SGIM uses a global cross-attention strategy: queries come from F²’_t (the pixel features), while keys and values come from the linearly projected F⁴_tmp (semantic features upsampled to match the shallow feature’s channel dimension). This allows every pixel in the shallow feature map to attend globally to the semantic content, pulling in object-level understanding without being constrained by local neighborhoods. The “global” in SGIM’s name reflects this broader receptive field compared to PLAM’s local alignment.

Why Heterogeneity Matters

The ablation study directly proves that swapping PLAM and SGIM hurts performance. Using SGIM for shallow-to-high (S2H) drops DAVIS-16 J&F by 0.3%. Using PLAM for high-to-shallow (H2S) drops it by 0.4%. The heterogeneous design — local alignment for pixel injection, global attention for semantic injection — reflects the fundamentally different natures of what each feature type needs from the other.

Results: State of the Art Across Every Benchmark

UVOS Performance

Method	Venue	Backbone	DAVIS-16 J&F	FBMS J	YouTube-Obj J
GFA	AAAI’24	—	88.2	82.4	74.7
GSA	CVPR’24	ResNet-101	87.7	83.1	—
DPA	CVPR’24	VGG-16	87.6	83.4	73.7
SimulFlow	ACMMM’23	MiT-b1	87.4	80.4	72.9
OAST	ICCV’23	MobileViT	87.0	83.0	—
HMHI-Net (ours)	ACMMM’25	MiT-b1	89.8 (+1.6)	86.9 (+3.5)	76.2 (+1.5)

Table: UVOS benchmark comparison.

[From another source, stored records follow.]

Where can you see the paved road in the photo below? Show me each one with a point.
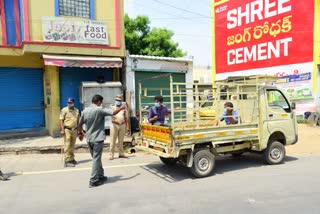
(142, 184)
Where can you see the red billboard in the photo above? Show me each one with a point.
(252, 34)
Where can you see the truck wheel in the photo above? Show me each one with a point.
(169, 161)
(203, 163)
(275, 153)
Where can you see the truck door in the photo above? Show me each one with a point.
(280, 116)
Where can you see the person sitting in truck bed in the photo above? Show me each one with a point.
(158, 112)
(230, 115)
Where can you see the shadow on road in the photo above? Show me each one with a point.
(224, 164)
(118, 178)
(84, 161)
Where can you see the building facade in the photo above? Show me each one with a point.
(47, 48)
(274, 37)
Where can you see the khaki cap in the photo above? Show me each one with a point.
(119, 97)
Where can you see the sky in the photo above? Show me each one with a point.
(190, 20)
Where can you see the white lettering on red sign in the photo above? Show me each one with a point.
(259, 52)
(256, 9)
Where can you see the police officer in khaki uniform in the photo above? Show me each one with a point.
(3, 177)
(69, 119)
(118, 128)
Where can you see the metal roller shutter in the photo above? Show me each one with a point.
(70, 79)
(21, 98)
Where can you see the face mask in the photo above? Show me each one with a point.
(70, 105)
(118, 103)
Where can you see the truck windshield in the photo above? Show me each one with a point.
(277, 99)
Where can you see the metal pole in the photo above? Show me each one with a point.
(171, 101)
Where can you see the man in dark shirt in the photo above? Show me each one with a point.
(93, 117)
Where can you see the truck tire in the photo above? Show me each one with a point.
(275, 153)
(169, 161)
(203, 163)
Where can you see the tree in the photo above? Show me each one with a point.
(142, 40)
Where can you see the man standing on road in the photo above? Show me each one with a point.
(118, 128)
(69, 119)
(3, 177)
(94, 118)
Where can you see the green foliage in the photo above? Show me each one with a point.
(142, 40)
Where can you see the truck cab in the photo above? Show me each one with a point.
(266, 123)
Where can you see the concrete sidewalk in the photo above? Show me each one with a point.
(44, 144)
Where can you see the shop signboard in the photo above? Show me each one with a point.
(72, 30)
(252, 34)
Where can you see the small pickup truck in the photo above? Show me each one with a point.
(266, 123)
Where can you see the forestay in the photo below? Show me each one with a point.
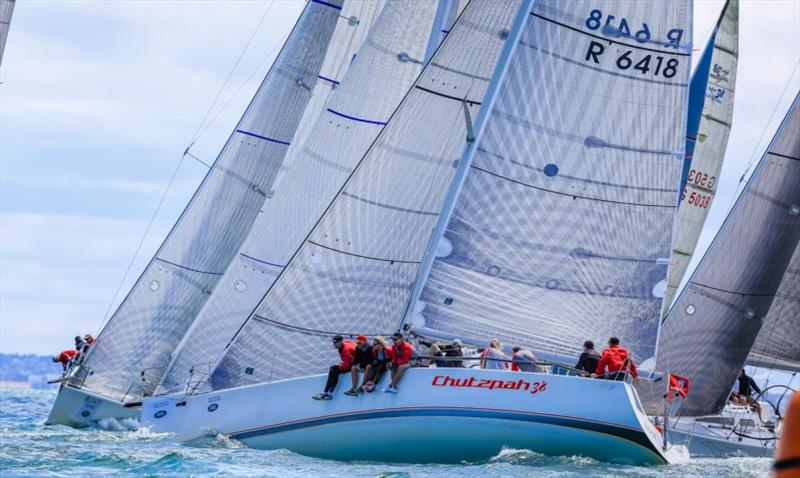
(709, 332)
(562, 229)
(355, 271)
(778, 343)
(135, 345)
(382, 72)
(6, 10)
(709, 125)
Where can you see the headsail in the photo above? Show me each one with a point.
(6, 10)
(709, 125)
(562, 228)
(709, 332)
(778, 343)
(384, 70)
(355, 271)
(135, 345)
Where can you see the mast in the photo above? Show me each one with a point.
(474, 133)
(719, 314)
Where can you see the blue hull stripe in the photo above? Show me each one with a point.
(360, 120)
(327, 4)
(271, 140)
(630, 434)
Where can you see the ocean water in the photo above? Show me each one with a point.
(30, 449)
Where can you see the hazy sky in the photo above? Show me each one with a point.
(100, 99)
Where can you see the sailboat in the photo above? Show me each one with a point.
(507, 226)
(743, 293)
(6, 10)
(135, 346)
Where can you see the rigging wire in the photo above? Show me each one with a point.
(757, 148)
(201, 128)
(198, 132)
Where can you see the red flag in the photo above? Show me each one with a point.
(679, 385)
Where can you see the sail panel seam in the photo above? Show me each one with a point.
(355, 118)
(265, 138)
(670, 206)
(399, 261)
(188, 268)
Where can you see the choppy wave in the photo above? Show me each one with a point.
(30, 449)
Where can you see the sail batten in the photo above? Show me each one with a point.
(364, 100)
(134, 348)
(561, 231)
(408, 168)
(709, 125)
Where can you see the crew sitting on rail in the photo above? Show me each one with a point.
(746, 388)
(617, 360)
(80, 345)
(493, 357)
(523, 360)
(347, 355)
(65, 357)
(401, 356)
(362, 361)
(587, 362)
(381, 358)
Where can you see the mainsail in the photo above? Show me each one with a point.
(135, 345)
(561, 231)
(777, 346)
(709, 125)
(385, 68)
(6, 10)
(355, 271)
(709, 332)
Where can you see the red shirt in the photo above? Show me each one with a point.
(67, 355)
(615, 357)
(348, 355)
(402, 353)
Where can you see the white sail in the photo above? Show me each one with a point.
(135, 345)
(354, 273)
(562, 227)
(6, 10)
(710, 115)
(384, 70)
(777, 345)
(710, 331)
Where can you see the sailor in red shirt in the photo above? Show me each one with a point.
(65, 357)
(347, 354)
(617, 360)
(401, 357)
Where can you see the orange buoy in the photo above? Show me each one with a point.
(787, 460)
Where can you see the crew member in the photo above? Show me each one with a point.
(746, 388)
(65, 357)
(617, 360)
(523, 360)
(588, 360)
(347, 355)
(401, 356)
(362, 360)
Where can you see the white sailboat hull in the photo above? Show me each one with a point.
(79, 407)
(712, 436)
(440, 415)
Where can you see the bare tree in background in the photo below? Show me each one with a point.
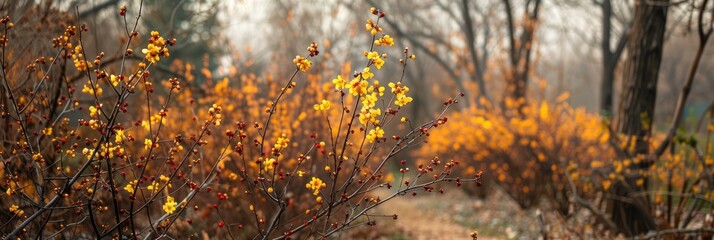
(636, 108)
(610, 56)
(520, 47)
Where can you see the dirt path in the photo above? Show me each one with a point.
(450, 216)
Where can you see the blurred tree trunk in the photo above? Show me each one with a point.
(610, 57)
(631, 213)
(520, 49)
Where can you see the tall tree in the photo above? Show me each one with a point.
(610, 56)
(520, 47)
(635, 111)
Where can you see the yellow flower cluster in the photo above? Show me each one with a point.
(376, 59)
(375, 134)
(339, 83)
(316, 185)
(87, 88)
(269, 164)
(369, 115)
(400, 93)
(302, 63)
(78, 59)
(384, 41)
(372, 27)
(170, 205)
(282, 142)
(156, 48)
(130, 187)
(114, 80)
(94, 112)
(119, 136)
(154, 187)
(215, 112)
(16, 210)
(323, 105)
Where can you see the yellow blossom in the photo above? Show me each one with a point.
(119, 136)
(170, 205)
(339, 82)
(269, 165)
(375, 134)
(323, 105)
(148, 143)
(384, 41)
(283, 141)
(302, 63)
(369, 115)
(156, 48)
(114, 80)
(376, 59)
(316, 185)
(154, 187)
(94, 112)
(130, 187)
(16, 210)
(47, 131)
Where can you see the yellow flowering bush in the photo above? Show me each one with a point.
(566, 160)
(134, 154)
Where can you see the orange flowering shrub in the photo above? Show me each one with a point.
(566, 159)
(526, 154)
(120, 153)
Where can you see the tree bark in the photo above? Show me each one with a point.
(634, 116)
(520, 50)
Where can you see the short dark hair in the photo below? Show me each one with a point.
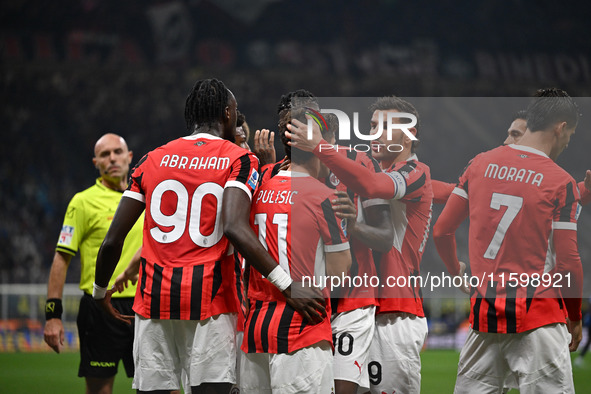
(550, 106)
(521, 114)
(399, 104)
(298, 113)
(285, 102)
(206, 103)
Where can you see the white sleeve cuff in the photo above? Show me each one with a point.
(564, 226)
(239, 185)
(336, 248)
(460, 192)
(135, 195)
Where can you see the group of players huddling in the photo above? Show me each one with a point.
(227, 242)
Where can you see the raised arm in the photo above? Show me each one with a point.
(444, 232)
(358, 178)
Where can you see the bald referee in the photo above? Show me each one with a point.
(103, 342)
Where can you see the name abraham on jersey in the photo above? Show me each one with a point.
(513, 174)
(195, 163)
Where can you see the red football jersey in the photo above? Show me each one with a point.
(293, 216)
(411, 210)
(517, 196)
(362, 264)
(187, 269)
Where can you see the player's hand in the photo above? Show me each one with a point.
(53, 334)
(309, 302)
(107, 307)
(576, 331)
(264, 148)
(465, 288)
(285, 164)
(121, 282)
(298, 135)
(345, 209)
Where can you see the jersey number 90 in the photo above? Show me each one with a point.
(185, 207)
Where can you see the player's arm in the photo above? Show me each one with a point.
(130, 274)
(585, 188)
(235, 216)
(444, 231)
(53, 333)
(338, 263)
(357, 177)
(128, 212)
(568, 264)
(264, 147)
(377, 233)
(441, 191)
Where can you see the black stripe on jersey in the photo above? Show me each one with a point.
(238, 273)
(491, 313)
(65, 250)
(156, 289)
(175, 292)
(217, 279)
(352, 154)
(265, 326)
(283, 329)
(565, 213)
(143, 281)
(476, 312)
(252, 348)
(333, 227)
(275, 170)
(510, 313)
(376, 165)
(530, 297)
(138, 180)
(244, 169)
(196, 289)
(408, 167)
(303, 325)
(416, 185)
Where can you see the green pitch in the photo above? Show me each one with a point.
(49, 373)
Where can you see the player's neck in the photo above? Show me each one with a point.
(540, 140)
(305, 169)
(402, 156)
(115, 184)
(213, 129)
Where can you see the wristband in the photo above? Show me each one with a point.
(98, 293)
(279, 278)
(53, 309)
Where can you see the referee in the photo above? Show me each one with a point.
(103, 341)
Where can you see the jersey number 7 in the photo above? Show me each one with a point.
(513, 204)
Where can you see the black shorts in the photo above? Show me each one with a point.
(104, 341)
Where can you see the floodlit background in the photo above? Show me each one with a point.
(75, 69)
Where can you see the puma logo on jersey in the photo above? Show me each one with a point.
(358, 365)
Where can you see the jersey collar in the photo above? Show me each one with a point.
(528, 149)
(202, 135)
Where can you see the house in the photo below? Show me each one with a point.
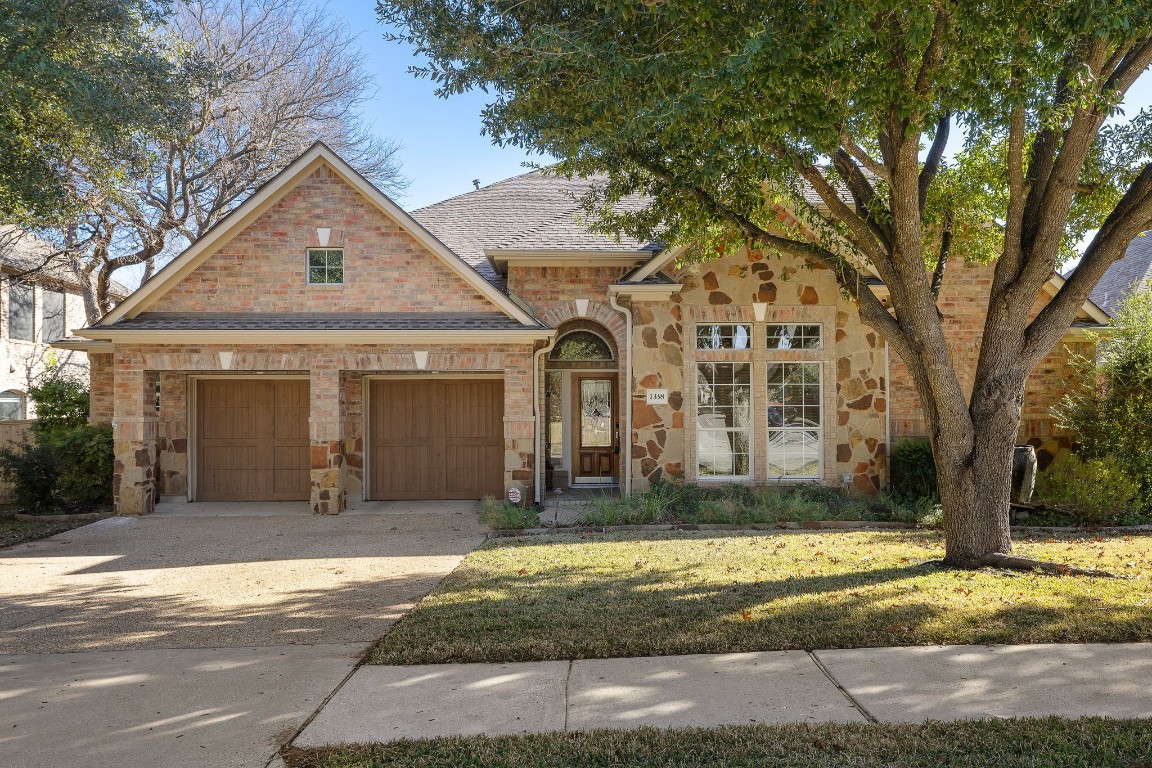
(39, 302)
(321, 344)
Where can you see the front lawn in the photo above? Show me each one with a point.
(604, 595)
(20, 531)
(1050, 743)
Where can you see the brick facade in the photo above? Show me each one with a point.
(262, 268)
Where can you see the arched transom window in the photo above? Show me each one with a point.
(581, 346)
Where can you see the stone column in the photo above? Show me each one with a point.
(134, 436)
(326, 428)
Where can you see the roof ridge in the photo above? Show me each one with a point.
(482, 189)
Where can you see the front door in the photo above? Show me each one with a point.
(596, 436)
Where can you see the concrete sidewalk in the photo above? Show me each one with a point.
(381, 704)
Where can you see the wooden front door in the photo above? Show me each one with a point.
(596, 428)
(436, 438)
(252, 440)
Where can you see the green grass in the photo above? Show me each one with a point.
(733, 503)
(1048, 743)
(605, 595)
(19, 531)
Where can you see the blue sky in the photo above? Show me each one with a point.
(442, 147)
(442, 150)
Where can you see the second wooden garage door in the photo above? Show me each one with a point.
(436, 438)
(251, 439)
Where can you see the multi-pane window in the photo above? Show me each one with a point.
(21, 311)
(794, 420)
(325, 266)
(724, 336)
(724, 419)
(794, 336)
(53, 326)
(12, 405)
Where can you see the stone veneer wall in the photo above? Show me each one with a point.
(724, 290)
(152, 448)
(263, 268)
(964, 305)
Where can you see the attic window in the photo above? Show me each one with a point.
(325, 266)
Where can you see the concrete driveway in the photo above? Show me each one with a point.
(198, 639)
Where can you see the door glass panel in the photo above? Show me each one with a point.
(596, 412)
(555, 405)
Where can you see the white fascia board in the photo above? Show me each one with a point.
(235, 337)
(502, 258)
(649, 291)
(659, 261)
(1056, 281)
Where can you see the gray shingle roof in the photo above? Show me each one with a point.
(318, 321)
(533, 211)
(1126, 274)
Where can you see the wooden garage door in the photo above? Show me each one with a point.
(437, 438)
(252, 440)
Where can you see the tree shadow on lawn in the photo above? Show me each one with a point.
(588, 613)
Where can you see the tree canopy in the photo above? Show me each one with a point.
(841, 111)
(77, 77)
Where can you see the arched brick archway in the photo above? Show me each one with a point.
(570, 461)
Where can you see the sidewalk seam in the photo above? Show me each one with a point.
(861, 708)
(568, 678)
(317, 712)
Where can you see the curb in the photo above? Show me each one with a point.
(80, 517)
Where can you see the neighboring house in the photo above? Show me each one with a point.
(323, 344)
(39, 303)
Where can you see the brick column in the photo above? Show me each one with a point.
(101, 382)
(326, 428)
(134, 435)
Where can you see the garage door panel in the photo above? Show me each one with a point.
(252, 440)
(475, 410)
(476, 470)
(436, 439)
(406, 472)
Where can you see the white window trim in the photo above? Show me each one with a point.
(750, 428)
(308, 265)
(770, 431)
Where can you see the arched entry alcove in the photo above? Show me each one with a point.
(583, 408)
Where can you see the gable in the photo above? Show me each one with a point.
(263, 268)
(255, 259)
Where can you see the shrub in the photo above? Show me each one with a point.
(65, 461)
(1108, 398)
(61, 401)
(503, 515)
(914, 471)
(1094, 492)
(85, 464)
(31, 466)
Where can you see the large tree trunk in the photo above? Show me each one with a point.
(976, 480)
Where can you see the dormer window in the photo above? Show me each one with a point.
(325, 266)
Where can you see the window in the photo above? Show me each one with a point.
(12, 405)
(53, 326)
(581, 346)
(794, 419)
(788, 336)
(21, 311)
(724, 336)
(724, 419)
(325, 266)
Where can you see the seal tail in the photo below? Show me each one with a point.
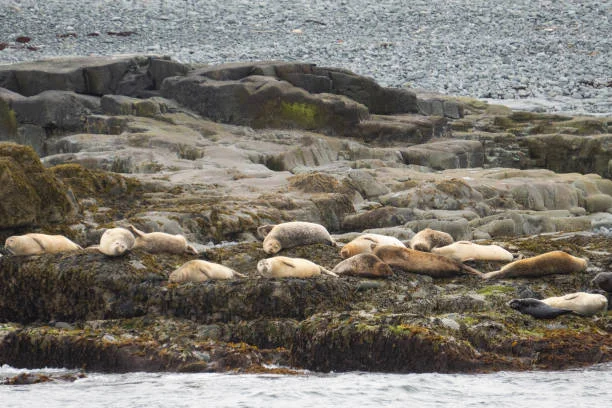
(327, 272)
(491, 275)
(471, 271)
(191, 250)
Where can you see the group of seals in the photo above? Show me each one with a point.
(36, 244)
(426, 263)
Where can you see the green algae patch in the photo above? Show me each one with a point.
(496, 290)
(305, 115)
(8, 121)
(30, 194)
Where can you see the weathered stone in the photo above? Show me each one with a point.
(60, 111)
(31, 195)
(89, 75)
(571, 153)
(265, 102)
(377, 218)
(125, 105)
(367, 185)
(442, 155)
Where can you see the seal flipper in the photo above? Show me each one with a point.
(40, 245)
(135, 230)
(471, 271)
(327, 272)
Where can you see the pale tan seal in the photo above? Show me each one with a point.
(156, 242)
(296, 233)
(425, 263)
(462, 251)
(35, 244)
(364, 264)
(116, 241)
(427, 239)
(586, 304)
(198, 270)
(550, 263)
(285, 267)
(364, 243)
(264, 230)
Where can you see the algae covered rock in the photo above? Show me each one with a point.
(30, 194)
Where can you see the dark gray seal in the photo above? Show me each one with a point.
(603, 280)
(536, 308)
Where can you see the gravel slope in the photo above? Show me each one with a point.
(559, 52)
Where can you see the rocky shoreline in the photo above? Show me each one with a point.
(214, 152)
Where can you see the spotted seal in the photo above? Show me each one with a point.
(35, 244)
(295, 233)
(286, 267)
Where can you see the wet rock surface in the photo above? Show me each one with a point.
(164, 161)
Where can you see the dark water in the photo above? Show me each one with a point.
(590, 387)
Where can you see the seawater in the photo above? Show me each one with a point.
(587, 387)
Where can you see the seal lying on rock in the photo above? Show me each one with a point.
(366, 265)
(156, 242)
(34, 244)
(264, 230)
(462, 251)
(537, 308)
(297, 233)
(603, 280)
(424, 263)
(550, 263)
(363, 244)
(198, 270)
(586, 304)
(427, 239)
(285, 267)
(116, 241)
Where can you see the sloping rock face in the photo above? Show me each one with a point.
(262, 102)
(31, 195)
(215, 152)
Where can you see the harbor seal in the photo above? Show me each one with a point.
(264, 230)
(198, 270)
(364, 264)
(537, 308)
(116, 241)
(603, 280)
(550, 263)
(462, 251)
(156, 242)
(424, 263)
(427, 239)
(364, 243)
(285, 267)
(585, 304)
(296, 233)
(35, 244)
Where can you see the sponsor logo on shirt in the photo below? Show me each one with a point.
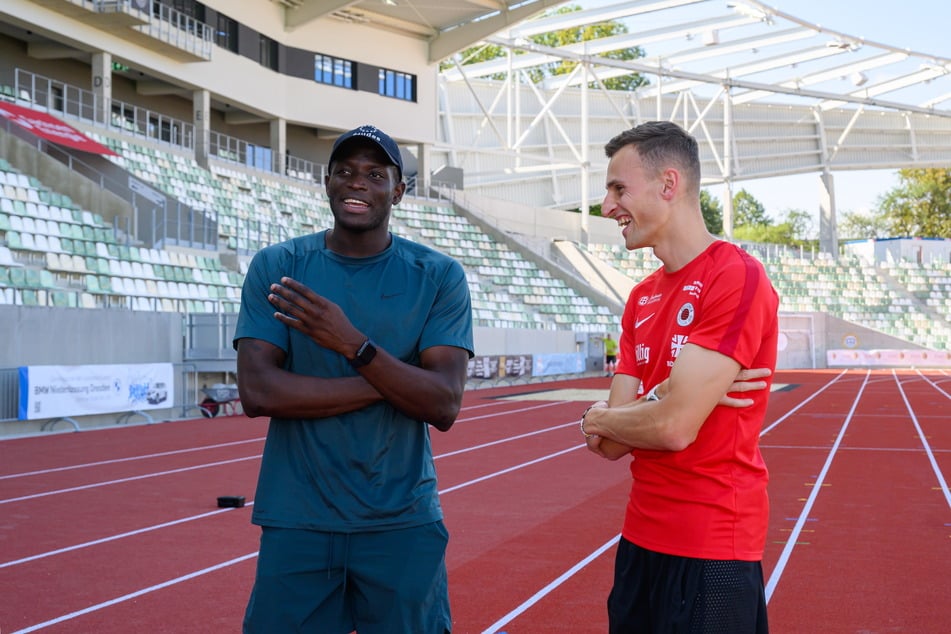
(685, 315)
(694, 288)
(677, 344)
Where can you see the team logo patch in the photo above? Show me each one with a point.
(677, 344)
(685, 315)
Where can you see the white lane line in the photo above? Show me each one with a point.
(112, 538)
(231, 562)
(237, 442)
(129, 479)
(510, 469)
(513, 411)
(567, 575)
(796, 409)
(933, 384)
(203, 515)
(535, 598)
(160, 454)
(504, 440)
(924, 442)
(136, 594)
(777, 572)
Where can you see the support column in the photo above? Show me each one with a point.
(102, 86)
(828, 231)
(585, 162)
(423, 172)
(201, 102)
(728, 162)
(728, 209)
(279, 145)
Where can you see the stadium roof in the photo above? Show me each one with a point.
(751, 48)
(449, 25)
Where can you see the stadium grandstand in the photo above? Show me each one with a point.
(148, 148)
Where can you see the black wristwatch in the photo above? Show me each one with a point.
(365, 354)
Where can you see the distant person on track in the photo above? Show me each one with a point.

Gains shown relative to previous best. All methods use optical flow.

The FBMS gain of 3.5% is particularly striking — FBMS contains challenging multi-object scenes with significant motion complexity, and the shallow memory’s ability to preserve fine-grained boundary information matters enormously when multiple moving objects must be simultaneously tracked.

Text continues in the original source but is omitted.